Die Gewerkschaft beklagt die Rückkehr zum alten Trott. Im Kreis Meißen bleiben die Infektionszahlen unverändert. Doch das ist nicht überall so.

„Viele Baufirmen nehmen die Ansteckungsgefahr mit dem Corona-Virus auf die leichte Schulter. Das ist fatal“, sagt der Vorsitzende der IG Bau Dresden, Jörg Borowski.
„Viele Baufirmen nehmen die Ansteckungsgefahr mit dem Corona-Virus auf die leichte Schulter. Das ist fatal“, sagt der Vorsitzende der IG Bau Dresden, Jörg Borowski. ©  Symbolbild: dpa

Meißen. Die Corona-Disziplin auf dem Bau sinke. Auf immer mehr Baustellen im Landkreis Meißen werde gegen Abstands- und Hygieneregeln verstoßen. Das kritisiert die IG Bauen-Agrar-Umwelt (IG Bau). „Viele Baufirmen nehmen die Ansteckungsgefahr mit dem Corona-Virus auf die leichte Schulter. Das ist fatal“, sagt der Vorsitzende der IG Bau Dresden, Jörg Borowski.

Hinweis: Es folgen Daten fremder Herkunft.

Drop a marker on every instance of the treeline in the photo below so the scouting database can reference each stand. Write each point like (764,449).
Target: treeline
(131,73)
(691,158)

Immer häufiger werde wieder im alten Trott gearbeitet – wie vor der Corona-Pandemie.  Bei ihren Baustellen-Visiten stoße die Gewerkschaft auf grobe Corona-Sünden: „Oft ist nicht einmal das Händewaschen möglich. Ein Waschbecken mit Seife und fließendem Wasser – Fehlanzeige. Von Desinfektionsmittel-Spendern ganz zu schweigen", sagt Jörg Borowski. Aber auch Sammeltransporte in Bullis seien schon längst wieder an der Tagesordnung. Genauso Frühstücks- und Mittagspausen dicht an dicht im Bauwagen.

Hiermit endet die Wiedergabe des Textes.